[PATCH v10 6/9] arm64: kprobes instruction simulation support

Marc Zyngier marc.zyngier at arm.com
Thu Mar 3 00:01:39 PST 2016


On Thu, 3 Mar 2016 00:02:43 -0500
David Long <dave.long at linaro.org> wrote:

> On 03/01/2016 01:04 PM, Marc Zyngier wrote:
> > On 01/03/16 02:57, David Long wrote:
> >> From: Sandeepa Prabhu <sandeepa.s.prabhu at gmail.com>
> >>
> >> Kprobes needs simulation of instructions that cannot be stepped
> >> from different memory location, e.g.: those instructions
> >> that uses PC-relative addressing.

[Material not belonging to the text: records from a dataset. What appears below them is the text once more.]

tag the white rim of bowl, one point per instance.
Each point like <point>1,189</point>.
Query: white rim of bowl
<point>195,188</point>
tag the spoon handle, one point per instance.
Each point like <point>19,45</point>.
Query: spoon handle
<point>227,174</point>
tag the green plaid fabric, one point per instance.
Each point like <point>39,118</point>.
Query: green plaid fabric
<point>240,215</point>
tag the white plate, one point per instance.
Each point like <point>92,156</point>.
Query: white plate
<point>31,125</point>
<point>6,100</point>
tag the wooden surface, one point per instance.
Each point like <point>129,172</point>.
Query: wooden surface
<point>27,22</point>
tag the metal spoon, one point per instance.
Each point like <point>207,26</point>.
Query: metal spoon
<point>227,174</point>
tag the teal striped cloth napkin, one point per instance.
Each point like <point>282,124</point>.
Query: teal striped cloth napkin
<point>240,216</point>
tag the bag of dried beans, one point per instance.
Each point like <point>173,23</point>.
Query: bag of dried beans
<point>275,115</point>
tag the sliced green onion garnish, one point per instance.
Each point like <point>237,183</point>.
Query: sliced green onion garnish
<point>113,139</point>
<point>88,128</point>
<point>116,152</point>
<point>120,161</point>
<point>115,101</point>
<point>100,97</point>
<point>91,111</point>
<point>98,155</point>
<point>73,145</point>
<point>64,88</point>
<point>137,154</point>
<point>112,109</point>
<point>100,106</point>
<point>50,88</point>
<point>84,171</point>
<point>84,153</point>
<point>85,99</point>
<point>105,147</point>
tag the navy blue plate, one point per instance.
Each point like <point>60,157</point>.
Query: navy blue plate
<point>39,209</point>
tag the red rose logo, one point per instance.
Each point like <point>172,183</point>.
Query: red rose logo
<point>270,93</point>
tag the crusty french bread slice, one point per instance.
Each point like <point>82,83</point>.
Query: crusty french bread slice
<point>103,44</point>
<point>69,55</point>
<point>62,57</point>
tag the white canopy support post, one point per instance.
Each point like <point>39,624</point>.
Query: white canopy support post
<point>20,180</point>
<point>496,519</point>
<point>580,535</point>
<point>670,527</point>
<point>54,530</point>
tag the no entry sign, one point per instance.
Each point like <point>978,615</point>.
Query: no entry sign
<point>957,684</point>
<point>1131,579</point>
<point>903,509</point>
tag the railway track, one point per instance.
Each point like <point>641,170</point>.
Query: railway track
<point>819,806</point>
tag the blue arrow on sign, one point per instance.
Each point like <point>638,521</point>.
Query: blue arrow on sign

In simulation, the behaviour
> >> of the instruction is implemented using a copy of pt_regs.
> >>
> >> Following instruction catagories are simulated:
> >>   - All branching instructions(conditional, register, and immediate)
> >>   - Literal access instructions(load-literal, adr/adrp)
> >>
> >> Conditional execution is limited to branching instructions in
> >> ARM v8. If conditions at PSTATE do not match the condition fields
> >> of opcode, the instruction is effectively NOP. Kprobes considers
> >> this case as 'miss'.
> >>
> >> This code also replaces the use of arch/arm/opcodes.c for
> >> arm_check_condition().
> >
> > Outdated comment?
> >
> 
> Yeah.  I'll remove it.
> 
> >>
> >> Thanks to Will Cohen for assorted suggested changes.
> >>
> >> Signed-off-by: Sandeepa Prabhu <sandeepa.s.prabhu at gmail.com>
> >> Signed-off-by: William Cohen <wcohen at redhat.com>
> >> Signed-off-by: David A. Long <dave.long at linaro.org>
> >> ---
> >>   arch/arm64/include/asm/insn.h            |   1 +
> >>   arch/arm64/include/asm/probes.h          |   5 +-
> >>   arch/arm64/kernel/Makefile               |   3 +-
> >>   arch/arm64/kernel/insn.c                 |   1 +
> >>   arch/arm64/kernel/kprobes-arm64.c        |  29 +++++
> >>   arch/arm64/kernel/kprobes.c              |  32 +++++-
> >>   arch/arm64/kernel/probes-simulate-insn.c | 187 +++++++++++++++++++++++++++++++
> >>   arch/arm64/kernel/probes-simulate-insn.h |  28 +++++
> >>   8 files changed, 280 insertions(+), 6 deletions(-)
> >>   create mode 100644 arch/arm64/kernel/probes-simulate-insn.c
> >>   create mode 100644 arch/arm64/kernel/probes-simulate-insn.h
> >>

[...]

> >> +/*
> >> + * instruction simulation functions
> >> + */
> >> +void __kprobes
> >> +simulate_adr_adrp(u32 opcode, long addr, struct pt_regs *regs)
> >> +{
> >> +	long imm, xn, val;
> >> +
> >> +	xn = opcode & 0x1f;
> >> +	imm = ((opcode >> 3) & 0x1ffffc) | ((opcode >> 29) & 0x3);
> >> +	imm = sign_extend(imm, 20);
> >> +	if (opcode & 0x80000000)
> >> +		val = (imm<<12) + (addr & 0xfffffffffffff000);
> >> +	else
> >> +		val = imm + addr;
> >> +
> >> +	regs->regs[xn] = val;
> >
> > What happens when you have something like "adr xzr, blah"? I haven't
> > found out where you are writing that back yet, but that could be really
> > fun for SP...
> >
> 
> It hadn't occurred to me that xzr could be an output register. Sigh. 
> That could mean a bit of repeated code to handle this special case.  I 
> wonder what the implications would be of adding xzr to the pt_regs 
> structure to avoid that.

xzr is not a register. It is an encoding that tells the CPU to discard
the result of an operation. As such, there is no need to store it.

An easy fix for this would be to have an accessor that actually checks
for the register number, and only allows the range 0-30. We've used
similar things in KVM for the same reasons (vcpu_get_reg/vcpu_set_reg).

Thanks,

	M.
-- 
Jazz is not dead. It just smells funny.